Kavuşunca sevdiği es-Sâdık el-Emîn’e,
Hasreti bittiğinde, erip vuslat demine;
Çehresi al al mıydı pembe miydi duvağı?

Talihli deve Kasvâ aynı yere çökünce,
O gün nasıl bayramdı Neccârlı iki gence?
Nasip olunca dostu ağırlamak ilk önce,
Sevince mi gark oldu mihmandârın ocağı?

O büyük vuslat günü, söyle neydi gördüğün?
Seniyyetü’l-Vedâ’dan dolunay doğduğu gün,
Medineli yıldızlar kurup vuslata düğün;
Doldurdu mu coşkuyla her köşeyi, bucağı?

O kardeşlik asrında herkes kardeş olurken,
Siz de kardeş miydiniz inleyen kütükle sen?
Sevgili’nin elleri dokunup desen desen,
Her gönlü dokudu mu muhabbetin yumağı?

Gelip Sirâc-ı Münîr şehre şeref verince,
Her yer aydınlandı mı gül cemâli görünce?
Mekân başka yer oldu, mânâ buldu derince;
Yesrib Medineleşti söktü nurlu şafağı.

Geçen uzun zamanlar, aziz izleri sildi,
Yerler mermere döndü, hâtıralar eksildi,
Onu görmeyen eşya; sağır, dilsiz kesildi;
Söyle sende kaldı mı ayağının toprağı?

O mübârek beldede vahiy gelirken Hak’tan,
Gönüllere işlerken söylenilen dudaktan,
Sen de duyar mı idin şöyle biraz uzaktan,
Cebrâil’den dinlerken vahyi hayrın kulağı?

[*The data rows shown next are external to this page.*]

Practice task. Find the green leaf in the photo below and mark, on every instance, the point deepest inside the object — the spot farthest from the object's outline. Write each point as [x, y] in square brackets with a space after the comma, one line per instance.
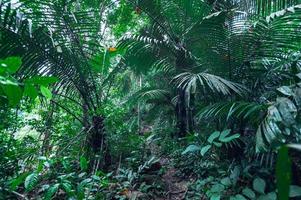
[13, 93]
[41, 80]
[217, 188]
[285, 90]
[259, 185]
[215, 197]
[223, 137]
[11, 64]
[295, 146]
[30, 91]
[191, 148]
[31, 181]
[249, 193]
[238, 197]
[51, 191]
[226, 181]
[14, 183]
[213, 136]
[83, 163]
[283, 173]
[295, 191]
[46, 92]
[205, 149]
[67, 187]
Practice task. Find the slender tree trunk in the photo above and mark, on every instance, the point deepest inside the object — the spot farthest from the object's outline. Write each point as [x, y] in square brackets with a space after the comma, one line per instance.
[181, 113]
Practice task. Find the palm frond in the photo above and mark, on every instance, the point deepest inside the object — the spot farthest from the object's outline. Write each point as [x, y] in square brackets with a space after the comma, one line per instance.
[190, 82]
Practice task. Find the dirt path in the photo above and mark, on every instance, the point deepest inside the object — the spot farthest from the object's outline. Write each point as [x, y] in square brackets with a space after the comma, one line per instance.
[176, 187]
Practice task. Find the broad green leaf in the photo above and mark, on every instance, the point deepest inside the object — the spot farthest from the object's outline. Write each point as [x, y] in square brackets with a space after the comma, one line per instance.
[83, 163]
[67, 187]
[11, 64]
[205, 149]
[225, 133]
[215, 197]
[226, 181]
[213, 136]
[41, 80]
[249, 193]
[238, 197]
[46, 92]
[223, 137]
[217, 188]
[270, 196]
[295, 146]
[191, 148]
[17, 181]
[285, 90]
[294, 191]
[259, 185]
[13, 93]
[31, 181]
[283, 173]
[51, 191]
[30, 91]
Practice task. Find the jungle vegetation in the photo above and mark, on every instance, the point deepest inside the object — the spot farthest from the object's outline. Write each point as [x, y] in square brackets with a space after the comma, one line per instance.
[150, 99]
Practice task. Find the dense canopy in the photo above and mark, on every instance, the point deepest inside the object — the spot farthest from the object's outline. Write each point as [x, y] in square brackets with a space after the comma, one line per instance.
[150, 99]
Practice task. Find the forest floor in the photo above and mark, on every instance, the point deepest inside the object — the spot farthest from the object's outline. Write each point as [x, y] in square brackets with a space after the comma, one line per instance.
[176, 187]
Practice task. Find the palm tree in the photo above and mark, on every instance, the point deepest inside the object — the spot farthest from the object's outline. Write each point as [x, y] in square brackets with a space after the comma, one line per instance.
[60, 39]
[183, 40]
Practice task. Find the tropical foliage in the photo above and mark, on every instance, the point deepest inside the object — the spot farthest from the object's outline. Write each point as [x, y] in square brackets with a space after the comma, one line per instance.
[150, 99]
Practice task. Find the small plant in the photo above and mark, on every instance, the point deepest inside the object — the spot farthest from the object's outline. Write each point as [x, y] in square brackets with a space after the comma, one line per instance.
[216, 139]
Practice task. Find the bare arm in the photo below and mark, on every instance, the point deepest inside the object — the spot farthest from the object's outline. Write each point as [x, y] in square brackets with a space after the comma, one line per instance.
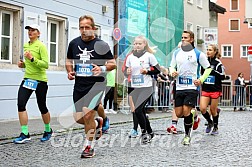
[69, 68]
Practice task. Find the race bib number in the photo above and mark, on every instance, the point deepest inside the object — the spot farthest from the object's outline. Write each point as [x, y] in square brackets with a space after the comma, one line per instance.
[137, 80]
[30, 84]
[185, 80]
[210, 80]
[84, 70]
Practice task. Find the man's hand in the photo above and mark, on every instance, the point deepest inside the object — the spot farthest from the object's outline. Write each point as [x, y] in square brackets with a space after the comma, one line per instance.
[71, 75]
[197, 82]
[96, 70]
[20, 64]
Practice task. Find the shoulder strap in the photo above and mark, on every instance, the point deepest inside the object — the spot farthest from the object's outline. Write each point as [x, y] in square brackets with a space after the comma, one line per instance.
[197, 52]
[176, 51]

Uhud günü meydanda nerde idi karargâh?
Sol cenah ne taraftı, neresiydi sağ cenah?
Ortada mı dururdu, O Raûf ve Rahîm Şah?
Nereye kurulmuştu ol Server’in otağı?

Cihad ânı ovada er meydanı nerdeydi?
Allâh’ın aslanları, acep hangi yerdeydi?
Câhiliyye kalplerde, nasıl kesif perdeydi?
Hamza’yı nerde vurdu, cehâletin mızrağı?

Şu görünen tümsek mi okçuların tepesi?
Orada mı verdiler hepsi de son nefesi?
Fânî tenler vuruldu, dağıldı can kafesi,
Canlar cennete uçtu, yere düştü sadağı.

Nasıl pervâne oldu o gün Ümmü Umâre?
Zarar gelmesin diye Varlık Nûru o yâre,
Bayrağı yükseltmeye kaldığında son çare;
Melekler mi taşıdı o şerefli bayrağı?

Elbette hatırlarsın genç muallim Mus‘ab’ı,
Enes bin Nadr ile diğer bütün ashâbı,
O gün asil yiğitler yapmadı can hesabı;
Talha Gül’ün uğruna oka verdi parmağı!

Sence mahşer günü mü bitişi bu hasretin?
Civarında bulunmak âlemlere rahmetin,
Ortasına dikilip onca farklı ümmetin;
Açılınca meydana Allâh’a hamd sancağı.

Eğrimize istiğfar, doğrumuza hamd eder,
Her dem bizi yâd edip, şefkat dolu o Rehber,
Kabrinde tâ Sûr’a dek dâim; «Ümmetim!» mi der?
Yanar durur Sûr’a dek, hiç sönmeden çerağı.

Rabbimiz bizi affet, bize eyle merhamet!
O’nun gibi yaşatıp edip de bize rahmet,
Hepimizi Habîb’e sonra gelen kardeş et!